25 abril 2008

■PONTO CRÍTICO 18■ Necessidades, há 34 anos

Os diplomatas, mesmo os prosélitos do regime deposto,
não tiveram grandes razões de queixa,
e bastantes só tiveram motivos de gratidão.

SEM GRANDE PERTURBAÇÃO O deixar ver onde isto vai parar, dominava o ambiente. Poucos foram os diplomatas em serviço no Palácio, que, nas primeiras horas da mudança, entre a total surpresa e o calculável receio, ousaram dar sinais inequívocos de adesão ao movimento de alegria espontânea que avassalou as ruas mas que, no que tinha de poesia, não chegou bem ao Largo do Rilvas e ao Largo das Necessidades. Nos postos, o instinto levou a retirar do armário a farda diplomática de servidor do estado, sobretudo nos lugares onde, na época, se exigia talhe de profissão de fé na política oficial, como Washington, Nova Iorque e Pretória. Depois da marcante gestão de Franco Nogueira, entre 1961 e 1969, a Casa estava já a adaptar-se ao que parecia ser novo ciclo de inamovibilidade com Rui Patrício.

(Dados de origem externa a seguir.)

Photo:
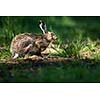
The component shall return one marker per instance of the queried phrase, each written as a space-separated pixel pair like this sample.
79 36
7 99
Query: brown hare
28 43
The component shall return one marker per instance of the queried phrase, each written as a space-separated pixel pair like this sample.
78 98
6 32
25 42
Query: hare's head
50 36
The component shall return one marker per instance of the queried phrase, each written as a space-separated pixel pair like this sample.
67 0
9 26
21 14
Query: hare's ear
43 26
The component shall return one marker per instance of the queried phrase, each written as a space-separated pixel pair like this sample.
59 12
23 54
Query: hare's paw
15 55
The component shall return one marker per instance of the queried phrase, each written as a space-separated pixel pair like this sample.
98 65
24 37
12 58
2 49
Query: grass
78 40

Foram vinte dias de espera do novo ministro – Mário Soares, em 16 de Maio a que se juntou Jorge Campinos, como secretário de estado em 27 de Julho. Mas pouco a pouco, nos serviços centrais e nos postos, foi-se respirando de alívio – a onda de saneamentos políticos não atingiu grandemente a carreira, mesmo quanto aos que até pouco antes não disfarçaram proselitismo, designadamente directores políticos do ministério. Quando muito, neste ou naquele caso, houve umas ténues mas sempre discretas desgraduações. De modo geral, foram mantidos nos seus postos os embaixadores em capitais de primeira importância para a nova política externa que cedo se antevia em função do rumo das colónias em África ou mesmo para a gestão externa da conturbada política interna que forçou bastantes diplomatas a exercícios de mimetismo que apenas a rastejante vocação de sobrevivência aconselha.

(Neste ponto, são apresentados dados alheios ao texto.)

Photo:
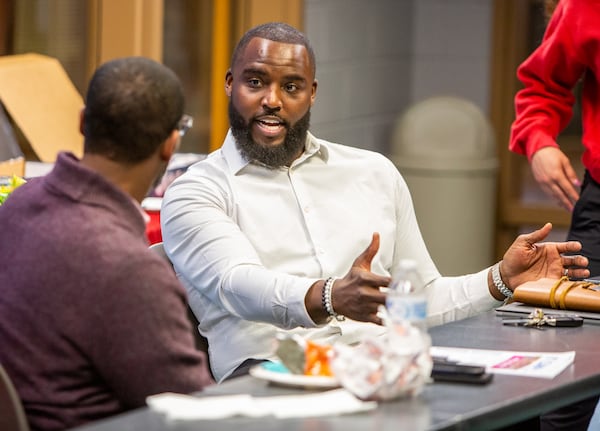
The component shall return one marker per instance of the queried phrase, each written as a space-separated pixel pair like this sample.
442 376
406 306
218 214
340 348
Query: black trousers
585 223
585 228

Foi assim que por aí tivemos, por alguns anos e de vez em quando, salazaristas confessos nos corredores, em posições de relevo decisório na máquina diplomática, ou por uma continuidade tolerada, ou repescados sob protecção, diga-se, pertencendo tudo isso já praticamente à história, mas também, por alguma ingenuidade, com bastantes matérias intencionalmente subvertidas ou mesmo apagadas da história pelo trabalho de sapa de alguns repescados.

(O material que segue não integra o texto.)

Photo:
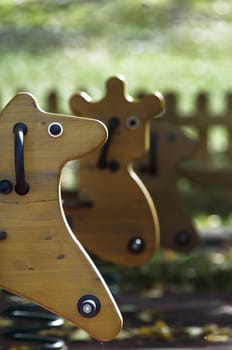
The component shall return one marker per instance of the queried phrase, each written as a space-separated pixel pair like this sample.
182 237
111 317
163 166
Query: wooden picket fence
208 168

E assim se poderá concluir que nas Necessidades de há 34 anos, poucos, raros diplomatas, sobretudo os prosélitos do regime autoritário deposto, terão tido razões de queixa de não ter havido na carreira, quer nos vícios como nas virtudes, o gozo do benefício de uma acomodação na adversidade, a corresponder àquela divisa da evolução na continuidade, divisa esta que, na política externa, Rui Patrício cultivou até ao último dia dos seus quatro anos como ministro.